Altre foto riportano al momento dell'irruzione della polizia: la stanza, che è stata sigillata, e quei fori di proiettile nel legno. Paddock, infatti, ha aperto il fuoco attraverso la porta, colpendo una guardia che si era avvicinata. Poi, di fronte all'arrivo delle squadre speciali che lo stavano andando a prendere, ha rivolto l'arma contro se stesso e si è ucciso. Le indagini sul movente stanno avanzando, ma secondo gli inquirenti non ci sono ancora risposte definitive. La storia di Paddock presenta alcuni elementi chiave utili, così come utili sono le indicazioni e le descrizioni di chi lo conosceva. Vicini di casa delle sue diverse proprietà lo descrivono come burbero, scostante e poco amichevole. Paddock era figlio di un rapinatore di banche che un tempo era in cima alla lista delle persone più ricercate dal Fbi e che veniva descritto come uno psicopatico. Il fratello dell'attentatore di Las Vegas, Eric, parla di un padre di scarsa, se non nulla, presenza nelle loro vite di bambini e quindi che poco potrebbe aver influito sul loro sviluppo. Sicuramente, però, il suo arresto datato 28 luglio 1960 - al quale Stephen, che aveva sette anni, non dovette assistere perché una vicina lo portò in piscina per risparmiargli il trauma - ha cambiato per sempre la vita dell'intera famiglia.
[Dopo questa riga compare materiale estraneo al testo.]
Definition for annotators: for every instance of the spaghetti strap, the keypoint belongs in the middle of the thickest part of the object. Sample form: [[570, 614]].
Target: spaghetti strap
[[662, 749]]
Fino alla sparatoria, Paddock non risultava aver commesso reati, né sono emersi legami con gruppi terroristici internazionali. Aveva svolto qualche incarico all'interno di uffici governativi durante la sua vita lavorativa, divorziato due volte e recentemente si era legato a Marilou Danley, la donna di origini filippine con nazionalità australiana che ora gli inquirenti sperano possa fornire elementi utili a spiegare quello che è accaduto in quella notte in cui Paddock ha ucciso 58 persone e ne ha ferite 527.

Stephen Paddock, l'uomo responsabile era in possesso di 47 armi da fuoco, che la polizia ha trovato
in tre posti diversi. A dichiararlo è stato Jill Snyder dell'ATF (Bureau of Alcohol, Tobacco, Firearms and Explosives) nel corso di una conferenza stampa a Las Vegas. Uno dei posti in cui sono state trovate le armi è la casa di Paddock a Mesquite. Dodici delle armi trovate invece nella stanza d'albergo, ha confermato, avevano il cosiddetto
bump stock, il congegno che consente di sparare in automatico.